Following a referendum held between 18 and 26 April 2001, the Siltʼe unanimously voted to form their own region, Siltʼe.

== Demographics ==
Based on the 2007 census conducted by the Central Statistical Agency of Ethiopia (CSA), Gurage has a total population of 1,280,483. The six largest ethnic groups reported in Gurage Zone were the Gurage people (82%), the Mareqo or Libido (4.28%), the Amhara (3.36%), the Kebena (3.34%), the Siltʼe people (2.71%), and the Oromo (1.69%); all other ethnic groups made up 2.62% of the population. Gurage languages are spoken as a first language by 80.54% of the population, 5.28% spoke Amharic, 4.09% spoke Libido, 3.2% spoke Kebena, 2.98% spoke Siltʼe, and 1.06% spoke Oromo; the remaining 2.85% spoke all other primary languages reported.

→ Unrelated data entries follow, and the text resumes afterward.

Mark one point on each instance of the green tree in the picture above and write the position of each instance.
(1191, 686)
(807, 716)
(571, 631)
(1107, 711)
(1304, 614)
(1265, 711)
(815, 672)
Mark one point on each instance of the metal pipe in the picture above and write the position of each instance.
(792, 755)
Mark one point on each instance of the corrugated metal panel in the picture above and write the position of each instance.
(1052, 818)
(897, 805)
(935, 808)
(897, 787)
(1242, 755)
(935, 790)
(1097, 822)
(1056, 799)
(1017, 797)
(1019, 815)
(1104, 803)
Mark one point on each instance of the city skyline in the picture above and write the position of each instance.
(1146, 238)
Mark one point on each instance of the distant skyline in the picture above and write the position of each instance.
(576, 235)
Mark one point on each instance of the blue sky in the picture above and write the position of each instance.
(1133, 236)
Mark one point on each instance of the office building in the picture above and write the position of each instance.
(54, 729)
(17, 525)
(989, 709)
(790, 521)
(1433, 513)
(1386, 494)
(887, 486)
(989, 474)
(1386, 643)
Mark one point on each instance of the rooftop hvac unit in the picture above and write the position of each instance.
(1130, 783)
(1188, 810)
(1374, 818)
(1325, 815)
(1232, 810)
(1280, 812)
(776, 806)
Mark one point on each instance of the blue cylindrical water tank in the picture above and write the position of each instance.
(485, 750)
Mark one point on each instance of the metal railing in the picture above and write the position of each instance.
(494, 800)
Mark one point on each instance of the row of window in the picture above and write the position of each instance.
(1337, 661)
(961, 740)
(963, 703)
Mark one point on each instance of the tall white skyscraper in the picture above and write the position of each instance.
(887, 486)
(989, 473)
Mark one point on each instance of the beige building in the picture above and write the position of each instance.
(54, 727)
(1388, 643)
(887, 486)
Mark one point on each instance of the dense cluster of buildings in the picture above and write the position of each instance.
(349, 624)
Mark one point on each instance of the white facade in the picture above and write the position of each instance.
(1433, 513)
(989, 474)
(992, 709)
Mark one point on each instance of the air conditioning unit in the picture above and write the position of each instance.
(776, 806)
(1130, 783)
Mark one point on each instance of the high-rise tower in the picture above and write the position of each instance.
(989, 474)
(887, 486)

The majority of the inhabitants were reported as Muslim, with 51.91% of the population reporting that belief, while 41.02% practised Ethiopian Orthodox Christianity, 5.79% were Protestants, and 1.12% Catholic.

According to the 1994 census, the six largest ethnic groups reported in Gurage Zone were the Sebat Bet Gurage (45.02%), the Silt'e (34.81%), the Soddo Gurage (9.75%), the Mareqo or Libido (2.21%), the Amhara (2.16%), and the Kebena (1.82%); all other ethnic groups made up 4.21% of the population. Sebat Bet Gurage is spoken as a first language by 39.93%, 35.04% Silt'e, 10.06% spoke Soddo Gurage, 3.93% spoke Amharic, 2.16% spoke Libido, and 1.93% spoke Kebena; the remaining 6.95% spoke all other primary languages reported. The majority of the inhabitants were reported as Muslim, with 62.97% of the population reporting that belief, while 33.98% practised Ethiopian Orthodox Christianity, 1.9% were Protestants, and 0.95% Catholic.

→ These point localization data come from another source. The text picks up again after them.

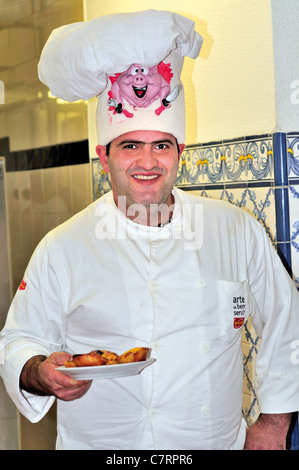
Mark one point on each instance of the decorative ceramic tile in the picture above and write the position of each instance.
(294, 230)
(293, 155)
(246, 160)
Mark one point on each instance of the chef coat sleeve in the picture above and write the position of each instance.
(33, 327)
(275, 316)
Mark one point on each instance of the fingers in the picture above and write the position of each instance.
(62, 386)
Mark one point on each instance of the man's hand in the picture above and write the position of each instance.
(40, 377)
(268, 432)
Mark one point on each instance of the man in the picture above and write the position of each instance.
(149, 265)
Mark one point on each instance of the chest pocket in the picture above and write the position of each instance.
(233, 302)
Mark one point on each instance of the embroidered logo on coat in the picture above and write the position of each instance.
(239, 311)
(22, 285)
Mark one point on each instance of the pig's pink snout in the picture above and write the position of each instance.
(139, 79)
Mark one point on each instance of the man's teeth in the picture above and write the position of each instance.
(145, 177)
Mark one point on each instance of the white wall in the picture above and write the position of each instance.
(285, 17)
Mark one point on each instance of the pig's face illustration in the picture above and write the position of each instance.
(140, 86)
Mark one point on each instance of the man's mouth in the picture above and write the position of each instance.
(140, 91)
(145, 177)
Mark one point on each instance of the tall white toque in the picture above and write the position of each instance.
(132, 62)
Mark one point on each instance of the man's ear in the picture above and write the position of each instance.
(101, 152)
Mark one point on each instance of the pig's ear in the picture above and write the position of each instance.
(102, 154)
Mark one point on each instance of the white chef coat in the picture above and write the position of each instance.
(100, 281)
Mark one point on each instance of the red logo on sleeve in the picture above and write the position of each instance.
(23, 285)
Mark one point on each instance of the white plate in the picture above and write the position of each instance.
(105, 372)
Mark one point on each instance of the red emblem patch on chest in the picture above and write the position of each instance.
(22, 285)
(238, 322)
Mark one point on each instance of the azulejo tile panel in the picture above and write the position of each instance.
(293, 155)
(239, 161)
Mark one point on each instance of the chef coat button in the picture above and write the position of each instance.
(180, 227)
(155, 346)
(200, 282)
(152, 285)
(206, 410)
(205, 346)
(151, 413)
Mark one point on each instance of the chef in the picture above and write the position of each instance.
(148, 265)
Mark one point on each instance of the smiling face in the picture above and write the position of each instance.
(143, 166)
(139, 85)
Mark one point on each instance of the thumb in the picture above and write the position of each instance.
(58, 358)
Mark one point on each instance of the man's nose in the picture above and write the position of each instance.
(147, 158)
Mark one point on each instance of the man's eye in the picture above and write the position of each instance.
(130, 146)
(161, 146)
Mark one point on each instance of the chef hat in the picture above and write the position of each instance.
(132, 62)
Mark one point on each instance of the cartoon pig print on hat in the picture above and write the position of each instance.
(140, 86)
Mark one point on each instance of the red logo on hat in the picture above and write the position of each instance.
(23, 285)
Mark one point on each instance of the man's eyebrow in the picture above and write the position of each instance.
(154, 142)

According to a May 24, 2004 World Bank memorandum, 3% of the inhabitants of Gurage have access to electricity, this zone has a road density of 95.4 kilometers per 1000 square kilometers, the average rural household has 0.5 hectares of land (compared to the national average of 1.01 hectares of land and an average of 0.89 for the SNNPR)m the equivalent of 0.2 heads of livestock. 18.9% of the population is in non-farm related jobs, compared to the national average of 25% and a regional average of 32%. 79% of all eligible children are enrolled in primary school, and 12% in secondary schools. 18% of the zone is exposed to malaria, and 38% to tsetse fly. The memorandum gave this zone a drought risk rating of 319.